Publié par Michel Gurfinkiel le 11 décembre 2020

Les accords de paix et de coopération que viennent de conclure Israël d’une part, les Emirats Arabes Unis (EAU), Bahrein et le Soudan d’autre part, portent le nom d’ « Accords d’Abraham ». C’est là un symbole très fort.

Abraham est décrit dans la Bible et le Coran comme l’ancêtre commun des Juifs et des Arabes : l’invoquer revient donc, pour les Israéliens, à souligner leur proximité religieuse et culturelle avec le monde arabe et islamique, et pour les Arabes à reconnaître Israël comme une partie intégrante de la région.
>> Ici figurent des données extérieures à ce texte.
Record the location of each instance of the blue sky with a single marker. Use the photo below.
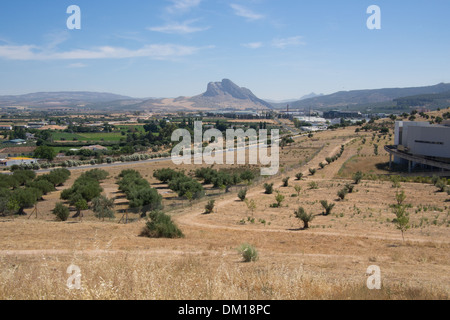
(280, 49)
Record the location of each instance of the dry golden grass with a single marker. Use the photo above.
(328, 261)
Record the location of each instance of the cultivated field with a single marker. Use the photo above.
(327, 261)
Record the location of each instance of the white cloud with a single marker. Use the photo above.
(181, 6)
(246, 13)
(282, 43)
(154, 51)
(77, 65)
(178, 28)
(253, 45)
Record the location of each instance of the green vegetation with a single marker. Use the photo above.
(342, 193)
(61, 212)
(268, 188)
(103, 207)
(141, 196)
(304, 217)
(160, 225)
(402, 216)
(327, 206)
(248, 252)
(242, 194)
(209, 207)
(23, 189)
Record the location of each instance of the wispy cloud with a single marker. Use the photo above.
(77, 65)
(246, 13)
(154, 51)
(182, 6)
(179, 28)
(283, 43)
(253, 45)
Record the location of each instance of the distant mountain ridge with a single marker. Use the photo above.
(227, 96)
(364, 97)
(59, 98)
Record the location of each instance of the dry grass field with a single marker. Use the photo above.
(327, 261)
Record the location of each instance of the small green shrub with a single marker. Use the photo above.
(248, 252)
(242, 194)
(210, 206)
(160, 225)
(357, 177)
(268, 188)
(327, 206)
(342, 193)
(61, 212)
(313, 185)
(304, 217)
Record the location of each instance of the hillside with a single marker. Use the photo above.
(365, 97)
(51, 99)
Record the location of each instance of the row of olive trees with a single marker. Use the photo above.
(23, 189)
(141, 196)
(84, 191)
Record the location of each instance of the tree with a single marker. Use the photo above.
(160, 225)
(303, 216)
(80, 205)
(268, 188)
(251, 205)
(61, 212)
(298, 189)
(25, 198)
(242, 194)
(357, 177)
(342, 193)
(103, 207)
(327, 206)
(279, 198)
(145, 199)
(45, 152)
(402, 219)
(210, 206)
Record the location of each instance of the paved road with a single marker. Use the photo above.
(149, 161)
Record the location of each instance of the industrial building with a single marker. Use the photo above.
(421, 143)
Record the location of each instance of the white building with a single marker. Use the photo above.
(423, 139)
(421, 143)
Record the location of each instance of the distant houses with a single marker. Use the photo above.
(17, 161)
(15, 142)
(94, 148)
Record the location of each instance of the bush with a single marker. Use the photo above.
(441, 184)
(242, 194)
(350, 187)
(327, 206)
(268, 188)
(160, 225)
(313, 185)
(61, 212)
(248, 252)
(303, 216)
(357, 177)
(342, 193)
(210, 206)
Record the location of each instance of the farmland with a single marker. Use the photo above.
(327, 261)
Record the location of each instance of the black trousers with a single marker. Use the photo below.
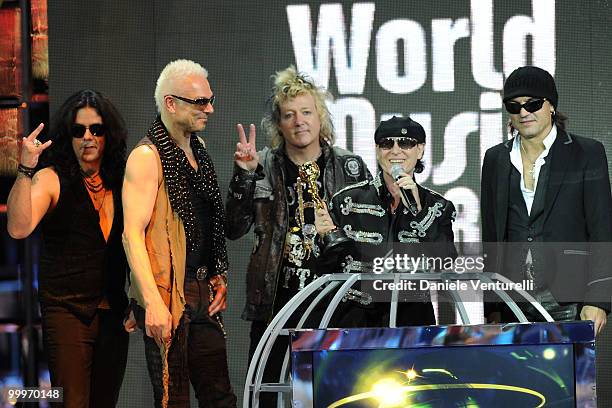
(197, 354)
(86, 359)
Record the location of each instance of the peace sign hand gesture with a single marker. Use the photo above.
(32, 148)
(246, 156)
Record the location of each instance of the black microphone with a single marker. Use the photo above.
(408, 198)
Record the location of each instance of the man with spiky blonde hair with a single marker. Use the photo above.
(266, 193)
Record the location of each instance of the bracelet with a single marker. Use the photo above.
(26, 171)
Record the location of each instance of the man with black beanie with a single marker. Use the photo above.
(545, 194)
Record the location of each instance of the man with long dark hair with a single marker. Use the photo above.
(71, 185)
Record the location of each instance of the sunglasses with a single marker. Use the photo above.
(78, 131)
(405, 143)
(199, 101)
(530, 106)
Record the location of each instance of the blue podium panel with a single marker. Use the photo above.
(511, 365)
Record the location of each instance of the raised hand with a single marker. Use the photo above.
(32, 148)
(246, 156)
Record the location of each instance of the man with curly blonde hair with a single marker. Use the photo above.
(265, 193)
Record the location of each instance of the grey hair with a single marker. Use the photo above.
(175, 70)
(288, 84)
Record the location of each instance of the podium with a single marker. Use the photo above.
(537, 363)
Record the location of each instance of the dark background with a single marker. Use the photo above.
(119, 48)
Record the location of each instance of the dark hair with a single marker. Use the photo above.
(60, 154)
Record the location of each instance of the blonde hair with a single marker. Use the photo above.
(171, 72)
(288, 84)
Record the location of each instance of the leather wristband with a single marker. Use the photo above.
(26, 171)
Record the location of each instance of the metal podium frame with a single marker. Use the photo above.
(342, 283)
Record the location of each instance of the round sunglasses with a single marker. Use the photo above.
(197, 101)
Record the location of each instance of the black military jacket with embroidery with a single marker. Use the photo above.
(363, 212)
(259, 199)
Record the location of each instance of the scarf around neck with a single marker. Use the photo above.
(179, 175)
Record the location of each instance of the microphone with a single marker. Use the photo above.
(407, 197)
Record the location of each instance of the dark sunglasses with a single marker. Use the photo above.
(404, 143)
(200, 101)
(532, 105)
(78, 131)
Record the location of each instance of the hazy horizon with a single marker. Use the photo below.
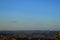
(29, 14)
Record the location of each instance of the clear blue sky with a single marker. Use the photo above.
(30, 14)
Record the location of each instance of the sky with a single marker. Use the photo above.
(29, 14)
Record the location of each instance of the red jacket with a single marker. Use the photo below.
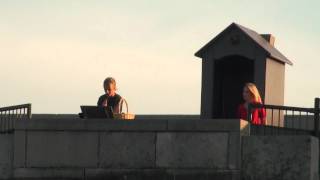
(258, 115)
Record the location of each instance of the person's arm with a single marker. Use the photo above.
(263, 115)
(102, 101)
(116, 108)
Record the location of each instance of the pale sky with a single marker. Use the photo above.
(55, 54)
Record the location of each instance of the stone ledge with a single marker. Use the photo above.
(73, 124)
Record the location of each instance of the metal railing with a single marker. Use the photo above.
(286, 120)
(9, 114)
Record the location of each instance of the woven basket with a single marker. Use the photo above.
(122, 115)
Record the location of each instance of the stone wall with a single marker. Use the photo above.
(141, 149)
(69, 148)
(280, 158)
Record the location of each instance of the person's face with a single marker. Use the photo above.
(246, 95)
(110, 88)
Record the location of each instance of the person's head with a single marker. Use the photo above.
(109, 85)
(251, 94)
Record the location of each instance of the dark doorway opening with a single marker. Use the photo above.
(231, 73)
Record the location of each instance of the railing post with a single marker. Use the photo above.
(249, 110)
(29, 111)
(316, 116)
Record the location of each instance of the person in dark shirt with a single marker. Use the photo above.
(110, 99)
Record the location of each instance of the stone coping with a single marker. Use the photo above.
(76, 124)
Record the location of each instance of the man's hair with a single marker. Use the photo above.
(109, 80)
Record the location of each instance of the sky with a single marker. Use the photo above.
(55, 54)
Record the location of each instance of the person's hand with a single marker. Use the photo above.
(105, 103)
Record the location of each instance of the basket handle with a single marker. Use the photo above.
(121, 104)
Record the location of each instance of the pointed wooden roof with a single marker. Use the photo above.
(257, 38)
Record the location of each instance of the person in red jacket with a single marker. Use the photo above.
(251, 95)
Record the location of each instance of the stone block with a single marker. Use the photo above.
(62, 149)
(280, 157)
(127, 150)
(192, 150)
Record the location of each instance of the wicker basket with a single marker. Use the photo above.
(122, 115)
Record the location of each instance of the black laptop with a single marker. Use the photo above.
(96, 112)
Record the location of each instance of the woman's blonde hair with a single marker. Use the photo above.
(109, 80)
(254, 92)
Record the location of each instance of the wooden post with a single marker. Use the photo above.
(316, 116)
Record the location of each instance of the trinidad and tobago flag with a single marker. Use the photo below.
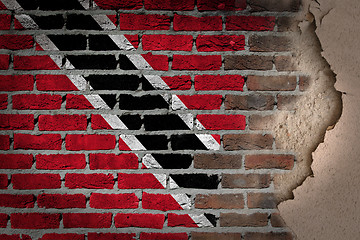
(131, 94)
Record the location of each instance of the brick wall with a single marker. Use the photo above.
(144, 119)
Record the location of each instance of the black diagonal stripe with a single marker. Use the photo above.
(173, 161)
(196, 180)
(164, 122)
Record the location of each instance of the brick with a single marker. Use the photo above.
(89, 142)
(215, 236)
(60, 161)
(16, 121)
(259, 102)
(114, 201)
(247, 141)
(89, 181)
(144, 22)
(243, 220)
(139, 181)
(190, 23)
(17, 201)
(174, 5)
(196, 62)
(87, 220)
(61, 201)
(144, 220)
(36, 102)
(221, 122)
(116, 5)
(16, 161)
(16, 42)
(36, 181)
(4, 61)
(270, 43)
(268, 236)
(219, 82)
(228, 5)
(274, 6)
(245, 181)
(250, 23)
(262, 200)
(62, 122)
(16, 83)
(219, 201)
(217, 161)
(113, 161)
(269, 161)
(163, 236)
(35, 220)
(248, 62)
(167, 42)
(271, 83)
(37, 142)
(4, 142)
(211, 43)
Un renversement complet par rapport à la situation antérieure, où Israël mettait souvent en avant son caractère occidental, et où les Arabes présentaient l’ « entité sioniste » comme un phénomène colonial, fondé sur la « spoliation » des Palestiniens. Plusieurs autres pays arabes, et non des moindres – l’Egypte, Oman, l’Arabie Saoudite – ont approuvé ces accords, et adhèrent donc eux aussi au changement de paradigme qu’ils impliquent.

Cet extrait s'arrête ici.